Saturday, July 29, 2017

Saying Goodbye to Downtown, For Now


I spoke to my manager last Wednesday and it seems that a phase of my life is over. I'm not saying that it wasn't welcome, but it is time to move on to something else.

Last March, I was transferred to a group of developers downtown that work for a piece of software that E911 centers use to manage calls and radios as well as things like the location of law enforcement and traffic cameras. It really is impressive. I came to them as a temporary loan until FirstNet comes on line which has some foreign governments as well as Homeland Security as customers. I was to learn the platform and some other aspects of the software. In that, I think I did okay, as the tech used is completely new to me and on operating systems that I haven't historically concentrated upon. That as well as being in a new environment for me. Downtown. It took 2 hours commute each way to get there. I was working with a group instead of just myself. This was new on so many levels.

I didn't do too well. There are a lot of reasons. Some were my own background. Some were psychological. Some were the new manager's. Some were the lack of any on-boarding. I could probably write a long dissertation on all that went wrong. At some point last month, I came to a realization that this wasn't going to change and I went through a loss of all the stress I was feeling and went into a kind of apathy. I wanted to get back to Support and learn what my future role with FirstNet would be. I wanted, if nothing else, to feel competent again. I'm still surprised how much that experience of almost complete confusion and lack of peer support affected me and my view of my profession. It could have been much different, and it honestly should have been.

So while I was chatting with my wife last Friday on the 39th floor, my manager there was hearing that I was moving back to Schaumburg.

I will focus on the positive. I learned a lot. I became much more comfortable with the platform and technology. It will eventually be part of the platform I'm to support, and I hope to be ready for it. I still have a lot to learn and prepare for. That baptism into ignorance taught me a lot about myself. I will say that it was a valuable time for me.

Sometime in the next week, I'll once again go downtown. I'll make sure my computer there is clean and things are backed up onto the cloud. I'll turn it in to the IT dept there. That computer I spent the last 4 years on. It was a backbreaker. I can't say I will be sad to see it go as my new laptop is much more portable. I'll pack away my writing utensils and other computer bricker-brack and turn in my badge. I can always come into downtown when I want to, but I'll have to get a pass from the security desk downstairs. My manager once told me that I was the only one in the company that had 2 desks assigned. I don't know how true that is, but it was kind of interesting. Many others float around to the various facilities. I was just assigned to a place in two of them.

And away we go. It isn't like supporting the law-enforcement network and software for the country isn't stressful enough so I'll have plenty of sleepless nights ahead of me.

Saturday, July 22, 2017

Not Horrific At All. Whatchyou Talkin' 'bout?

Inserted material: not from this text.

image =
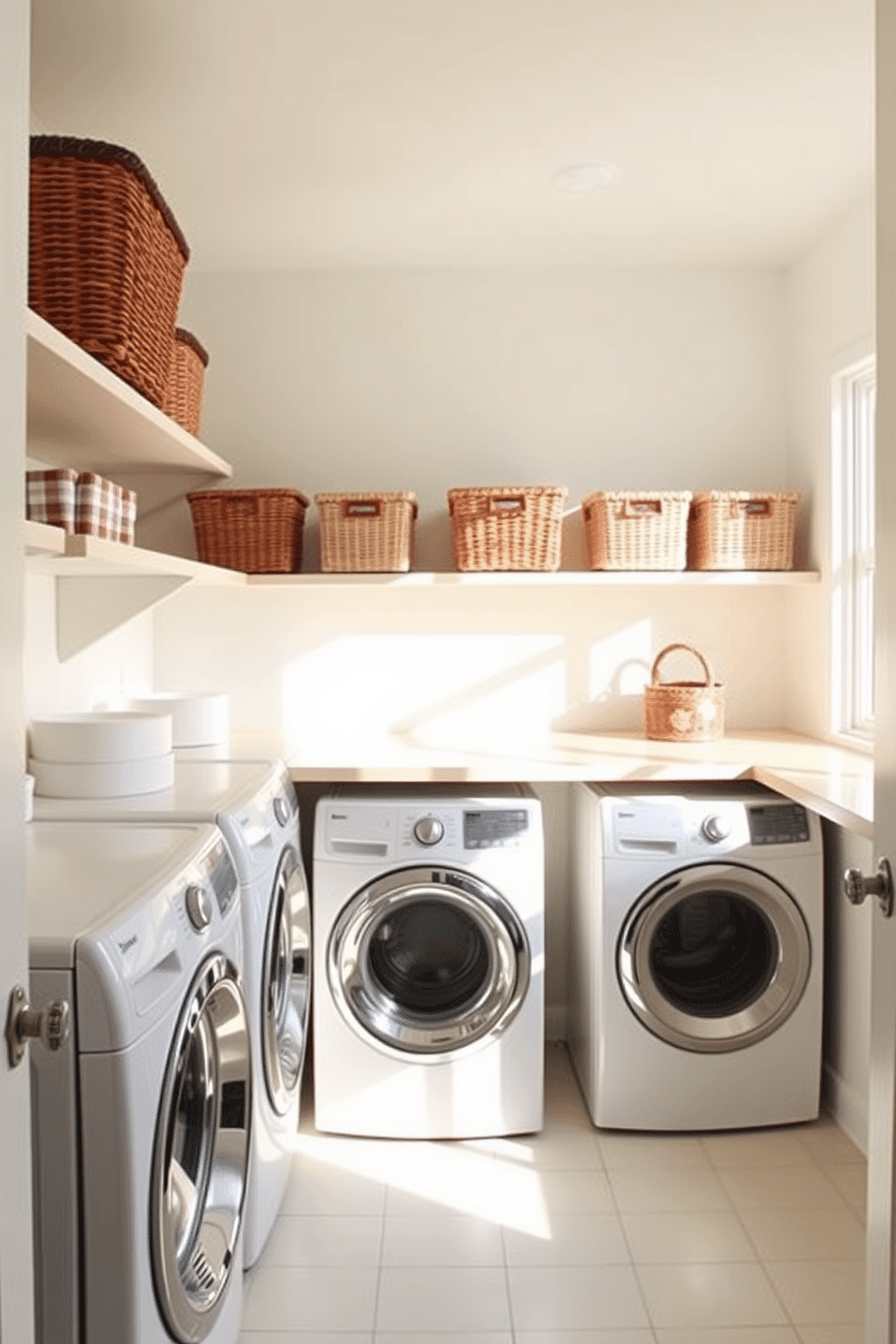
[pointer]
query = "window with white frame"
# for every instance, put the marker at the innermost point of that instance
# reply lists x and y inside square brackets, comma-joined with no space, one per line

http://www.patheos.com/blogs/friendlyatheist/2017/07/20/this-inspirational-story-about-a-doubting-mormon-is-horrific/

I share this story to say a couple of things, mostly selfish things. This is a story of an abusive relationship, one of conditional love. It was quickly pulled and replaced without the coercive issues, but the internet remembers.

I went on my mission with no expectations from my parents, unlike those in the article. I simply wanted to be a good person and show some gratitude for my situation which at the time was pretty awesome. It was the worst decision / experience I've ever had in my, admittedly, fairly non-eventful life. It has taken me decades to unpack it and even mentioning it, in all truthfulness, makes me feel like I've betrayed everything and everyone in my life to this day. I've tried to come to terms with it, with varying degrees of success.

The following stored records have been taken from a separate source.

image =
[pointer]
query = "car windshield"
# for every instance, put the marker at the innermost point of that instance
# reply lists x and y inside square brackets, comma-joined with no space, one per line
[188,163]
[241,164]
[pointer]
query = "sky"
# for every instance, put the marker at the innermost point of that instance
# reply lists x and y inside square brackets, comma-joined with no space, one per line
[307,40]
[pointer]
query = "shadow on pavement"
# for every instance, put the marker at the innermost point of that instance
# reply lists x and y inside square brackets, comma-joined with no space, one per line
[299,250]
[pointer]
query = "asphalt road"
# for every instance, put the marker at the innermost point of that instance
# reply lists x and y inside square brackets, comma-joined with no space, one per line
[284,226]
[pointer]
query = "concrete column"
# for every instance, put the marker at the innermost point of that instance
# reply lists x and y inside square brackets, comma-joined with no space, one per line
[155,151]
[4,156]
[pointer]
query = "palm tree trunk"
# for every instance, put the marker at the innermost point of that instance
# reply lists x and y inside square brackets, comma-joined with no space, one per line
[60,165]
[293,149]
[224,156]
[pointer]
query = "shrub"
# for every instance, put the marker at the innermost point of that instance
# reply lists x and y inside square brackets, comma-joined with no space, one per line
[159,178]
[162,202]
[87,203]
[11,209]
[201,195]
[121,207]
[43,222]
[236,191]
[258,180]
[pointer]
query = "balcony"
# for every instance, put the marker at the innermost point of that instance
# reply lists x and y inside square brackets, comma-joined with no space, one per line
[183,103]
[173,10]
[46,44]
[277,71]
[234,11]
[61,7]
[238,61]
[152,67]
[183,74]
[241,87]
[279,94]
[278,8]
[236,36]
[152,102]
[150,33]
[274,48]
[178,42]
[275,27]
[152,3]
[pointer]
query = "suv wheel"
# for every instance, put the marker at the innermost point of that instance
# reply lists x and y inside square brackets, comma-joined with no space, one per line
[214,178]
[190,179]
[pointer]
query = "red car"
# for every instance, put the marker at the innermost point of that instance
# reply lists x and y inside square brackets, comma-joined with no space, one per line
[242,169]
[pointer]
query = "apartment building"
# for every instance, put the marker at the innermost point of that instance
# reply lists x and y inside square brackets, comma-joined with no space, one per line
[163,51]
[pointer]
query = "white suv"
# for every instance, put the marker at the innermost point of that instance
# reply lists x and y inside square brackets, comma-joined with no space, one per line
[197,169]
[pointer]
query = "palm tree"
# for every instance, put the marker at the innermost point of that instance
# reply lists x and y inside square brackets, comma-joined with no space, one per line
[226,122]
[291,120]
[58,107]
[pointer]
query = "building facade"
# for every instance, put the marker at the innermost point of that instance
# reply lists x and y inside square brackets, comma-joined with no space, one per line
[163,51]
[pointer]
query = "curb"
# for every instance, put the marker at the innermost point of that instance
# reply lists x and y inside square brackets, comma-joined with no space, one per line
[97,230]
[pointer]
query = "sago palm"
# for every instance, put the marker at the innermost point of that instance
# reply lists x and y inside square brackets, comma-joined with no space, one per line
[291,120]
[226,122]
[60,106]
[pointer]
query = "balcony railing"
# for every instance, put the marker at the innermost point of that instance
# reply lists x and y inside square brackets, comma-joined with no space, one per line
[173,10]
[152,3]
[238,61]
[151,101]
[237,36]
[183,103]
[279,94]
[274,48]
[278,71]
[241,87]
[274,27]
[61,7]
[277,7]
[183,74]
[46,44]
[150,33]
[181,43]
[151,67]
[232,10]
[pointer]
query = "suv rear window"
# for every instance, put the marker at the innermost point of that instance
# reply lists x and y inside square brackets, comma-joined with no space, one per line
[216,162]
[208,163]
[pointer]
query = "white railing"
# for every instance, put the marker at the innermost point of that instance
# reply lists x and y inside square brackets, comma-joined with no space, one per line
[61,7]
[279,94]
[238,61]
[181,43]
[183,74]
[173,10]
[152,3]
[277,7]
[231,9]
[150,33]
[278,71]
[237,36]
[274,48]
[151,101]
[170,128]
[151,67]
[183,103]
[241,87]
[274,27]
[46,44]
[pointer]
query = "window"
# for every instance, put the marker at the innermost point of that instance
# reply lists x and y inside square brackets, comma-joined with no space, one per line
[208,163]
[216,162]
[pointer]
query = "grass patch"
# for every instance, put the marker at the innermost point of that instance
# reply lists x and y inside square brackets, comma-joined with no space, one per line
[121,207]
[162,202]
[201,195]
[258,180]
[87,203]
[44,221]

No one should feel that that love is conditional on your expectations.

Everyone should be able to change their life for what they feel would be better, even if that means your expectations of them might have to change.

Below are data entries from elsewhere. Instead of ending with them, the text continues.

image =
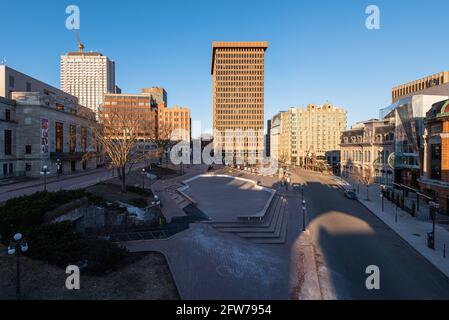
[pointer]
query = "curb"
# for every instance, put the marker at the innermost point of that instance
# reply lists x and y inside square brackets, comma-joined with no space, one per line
[308,282]
[400,236]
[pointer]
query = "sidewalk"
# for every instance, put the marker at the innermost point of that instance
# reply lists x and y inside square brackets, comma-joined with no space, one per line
[412,230]
[40,182]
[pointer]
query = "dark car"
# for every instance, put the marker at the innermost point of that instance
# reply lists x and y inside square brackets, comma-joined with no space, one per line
[350,194]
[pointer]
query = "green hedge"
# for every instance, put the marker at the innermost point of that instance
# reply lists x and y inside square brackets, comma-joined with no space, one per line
[19,214]
[56,243]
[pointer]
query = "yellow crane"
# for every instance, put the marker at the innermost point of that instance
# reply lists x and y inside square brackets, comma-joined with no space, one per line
[80,45]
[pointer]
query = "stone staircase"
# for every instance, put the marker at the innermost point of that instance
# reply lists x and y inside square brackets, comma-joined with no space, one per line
[181,201]
[272,229]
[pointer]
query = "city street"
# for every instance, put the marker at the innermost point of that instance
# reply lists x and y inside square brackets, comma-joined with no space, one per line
[348,238]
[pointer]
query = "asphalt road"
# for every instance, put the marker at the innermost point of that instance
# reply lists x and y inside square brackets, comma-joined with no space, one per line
[349,238]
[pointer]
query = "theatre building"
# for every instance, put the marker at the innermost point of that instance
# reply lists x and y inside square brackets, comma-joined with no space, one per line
[434,180]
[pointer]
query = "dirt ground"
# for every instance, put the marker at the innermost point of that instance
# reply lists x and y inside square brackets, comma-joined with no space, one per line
[148,278]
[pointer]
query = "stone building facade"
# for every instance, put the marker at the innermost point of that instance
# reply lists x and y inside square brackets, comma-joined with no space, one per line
[366,151]
[39,129]
[307,133]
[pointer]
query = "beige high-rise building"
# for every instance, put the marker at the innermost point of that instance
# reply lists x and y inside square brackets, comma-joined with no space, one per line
[88,76]
[238,98]
[149,106]
[436,84]
[174,122]
[307,133]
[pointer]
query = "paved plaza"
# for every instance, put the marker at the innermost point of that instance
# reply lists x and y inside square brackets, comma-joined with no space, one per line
[224,198]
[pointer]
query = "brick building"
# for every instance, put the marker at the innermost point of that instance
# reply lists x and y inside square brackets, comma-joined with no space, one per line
[434,180]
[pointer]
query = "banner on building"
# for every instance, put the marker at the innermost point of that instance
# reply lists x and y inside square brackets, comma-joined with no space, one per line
[44,137]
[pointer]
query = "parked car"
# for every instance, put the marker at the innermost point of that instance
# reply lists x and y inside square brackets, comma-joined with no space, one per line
[350,194]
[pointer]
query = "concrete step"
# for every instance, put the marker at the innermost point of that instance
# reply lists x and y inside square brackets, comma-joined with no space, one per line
[275,231]
[244,224]
[282,237]
[269,228]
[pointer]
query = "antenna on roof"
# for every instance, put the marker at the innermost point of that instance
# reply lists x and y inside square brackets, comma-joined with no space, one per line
[80,45]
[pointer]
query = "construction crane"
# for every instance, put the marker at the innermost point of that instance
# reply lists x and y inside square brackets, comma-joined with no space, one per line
[80,45]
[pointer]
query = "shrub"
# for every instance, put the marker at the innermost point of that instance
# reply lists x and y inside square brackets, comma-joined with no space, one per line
[96,200]
[139,191]
[103,255]
[56,243]
[24,212]
[138,202]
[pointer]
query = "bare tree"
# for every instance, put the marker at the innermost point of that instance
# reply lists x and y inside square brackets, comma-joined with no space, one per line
[366,177]
[115,136]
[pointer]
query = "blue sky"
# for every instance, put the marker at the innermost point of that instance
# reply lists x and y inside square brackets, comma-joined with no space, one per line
[319,50]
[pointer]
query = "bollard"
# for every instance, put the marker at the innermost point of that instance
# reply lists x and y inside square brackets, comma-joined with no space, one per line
[396,215]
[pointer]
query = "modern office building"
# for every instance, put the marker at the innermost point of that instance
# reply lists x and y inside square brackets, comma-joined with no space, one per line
[434,181]
[238,99]
[366,151]
[437,84]
[148,108]
[14,81]
[174,123]
[268,139]
[39,129]
[158,95]
[275,133]
[408,115]
[135,108]
[88,76]
[306,133]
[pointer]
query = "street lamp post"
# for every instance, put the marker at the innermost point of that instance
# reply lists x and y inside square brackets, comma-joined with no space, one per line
[434,206]
[44,172]
[143,178]
[383,198]
[16,246]
[58,165]
[304,210]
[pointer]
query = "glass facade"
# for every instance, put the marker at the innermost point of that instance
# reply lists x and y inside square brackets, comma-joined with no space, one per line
[409,114]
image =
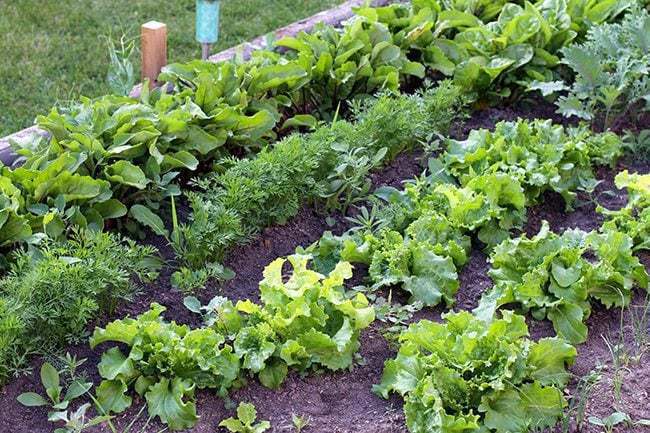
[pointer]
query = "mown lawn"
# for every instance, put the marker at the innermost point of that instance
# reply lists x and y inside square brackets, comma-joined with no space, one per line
[54,50]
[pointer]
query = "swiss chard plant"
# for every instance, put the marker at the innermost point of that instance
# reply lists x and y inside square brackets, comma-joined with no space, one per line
[468,375]
[243,196]
[558,277]
[492,48]
[164,365]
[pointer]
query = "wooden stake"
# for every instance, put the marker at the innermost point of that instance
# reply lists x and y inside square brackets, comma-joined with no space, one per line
[154,49]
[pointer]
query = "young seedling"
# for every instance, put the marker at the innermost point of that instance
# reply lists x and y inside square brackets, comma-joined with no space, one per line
[608,423]
[245,421]
[299,422]
[59,402]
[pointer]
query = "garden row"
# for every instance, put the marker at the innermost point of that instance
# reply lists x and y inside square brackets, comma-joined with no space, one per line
[415,240]
[114,161]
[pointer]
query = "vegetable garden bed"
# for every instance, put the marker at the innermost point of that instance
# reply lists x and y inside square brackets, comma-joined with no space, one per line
[504,215]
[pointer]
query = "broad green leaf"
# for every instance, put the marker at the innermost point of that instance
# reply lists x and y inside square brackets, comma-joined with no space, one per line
[111,396]
[31,399]
[125,173]
[568,322]
[172,401]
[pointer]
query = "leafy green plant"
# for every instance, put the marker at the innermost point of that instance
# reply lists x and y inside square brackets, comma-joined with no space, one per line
[304,321]
[611,73]
[245,421]
[244,196]
[542,156]
[59,402]
[634,218]
[51,294]
[609,422]
[550,276]
[470,375]
[493,49]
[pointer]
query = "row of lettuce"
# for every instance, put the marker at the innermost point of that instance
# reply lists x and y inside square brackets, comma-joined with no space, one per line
[493,377]
[116,161]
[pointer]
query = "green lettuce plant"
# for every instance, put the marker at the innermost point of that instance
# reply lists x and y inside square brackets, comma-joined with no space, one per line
[555,277]
[634,218]
[467,375]
[302,322]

Cultural expectations can change if those that lead that culture make it happen. I should have come home after my time in the MTC. I was depressed beyond any level in my life before or since. I was told by my leaders how disappointed they were in me. While my friends and family might have accepted my coming home early, I knew that my life would be drastically different if I did. I couldn't live with my perceived failure with my adopted people, to live what I believed then. It was a horrible choice to make at the time but I chose to stay on my mission. I've had to live with that decision too.

There is nothing amusing about abandoning a family member because they don't do the things you want them to. Coercion should not be part of life or parenting.